Arriflex 765
- Variant models: Arriflex 765
- Manufacturer: Arri
- Introduced: 1989
- Gauge: 65 mm
- Weight: 32 kg/70 lbs with loaded 500'magazine
- Movement: dual registration pins and pulldown claws, 5-perf pulldown
- Speed: 2–100 frames per second
- Aperture plate: removable
- Motor: DC with quartz crystal control
- Operating noise level: MOS
- Indicators: speed, run, counter (ft or m), shutter angle, time code (user bit and sensitivity level), voltage, incorrect movement, asynchronous speed, low battery, film end
- Lens mount: Maxi PL Mount, 64 mm
- Lens control: Arri-style follow focus
- Shutter: reflex mirror; manual model stops at 15°, 30°, 45°, 60°, 75°, 90°, 105°, 120°, 135°, 144°, 172.8° and 180°
- Viewfinder: covers 65 mm
- Video assist: Integrated Video System (IVS) or IVS-2; Standard 0.5 inch CCD camera mountable through C-mount
- Ground glass: Interchangeable. Arriglow module available.
- Magazines: top-mounted, available in 500 ft (150 m), 1000 ft (300 m)
- Film cores: standard cores
- Matte boxes: Arriflex MB or LMB models, 19 mm rods
- Electronic accessories: 24 V
- Other accessories: lightweight follow focus (LFF), lightweight support rods, third party accessories
- Batteries: 24V
- Camera support: Arrihead, bridge plate, handgrip, shoulder set, shoulder cushion, underslung bracket for Steadicam

= Arriflex 765 =

65 mm movie camera by Arri

The Arriflex 765 is a 65 mm movie camera created by Arri in 1989.

==History==
The camera was conceptualized by Otto Blaschek, who had already engineered the Arriflex 35BL and the 35 III, for which he won the "Scientific and Engineering Award" of the Academy of Motion Pictures. The development of this camera started in 1983. The goal was to design a 65 mm movie camera, which was quiet enough to fit sync sound productions and had a similar ergonomy to 35 mm cameras, to answer the growing demand for 65 mm cameras. Other 65 mm cameras had noise production of up to 50 dBA, which made sound recording impossible.

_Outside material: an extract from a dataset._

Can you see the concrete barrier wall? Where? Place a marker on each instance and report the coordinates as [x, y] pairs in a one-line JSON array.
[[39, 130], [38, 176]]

The final Arri 765 uses four crystal sync motors, two in the body and two in the magazine, due to the wider and thus heavier film stock. This way it achieves less than 25 dBA at 24 fps.

The Arri 765 was used for special effects shots on Alien 3 and certain scenes of Far and Away (both 1992). Films shot on the Arri 765 include Shutter Island (2010), Gravity (2013) and The Hateful Eight (2015).

==Technical data==
The Arri 765 is a 65 mm camera with a 5-perforation pull-down mechanism. The mirror reflex shutter is manually adjustable between 180° and 15° and has a diameter of 200 mm. The camera can record between 2 and 100 fps, the motors can run both in forward and reverse mode. Its power is 24 V, and multiple accessories can be powered through the camera, like Arriglow and Video Assist. The camera takes both 500 ft and 1000 ft magazines. Due to its compact build, it is adaptable to most 35 mm filmmaking workflows.

The camera with a loaded 500 ft magazine weighs 70 lbs (32 kg).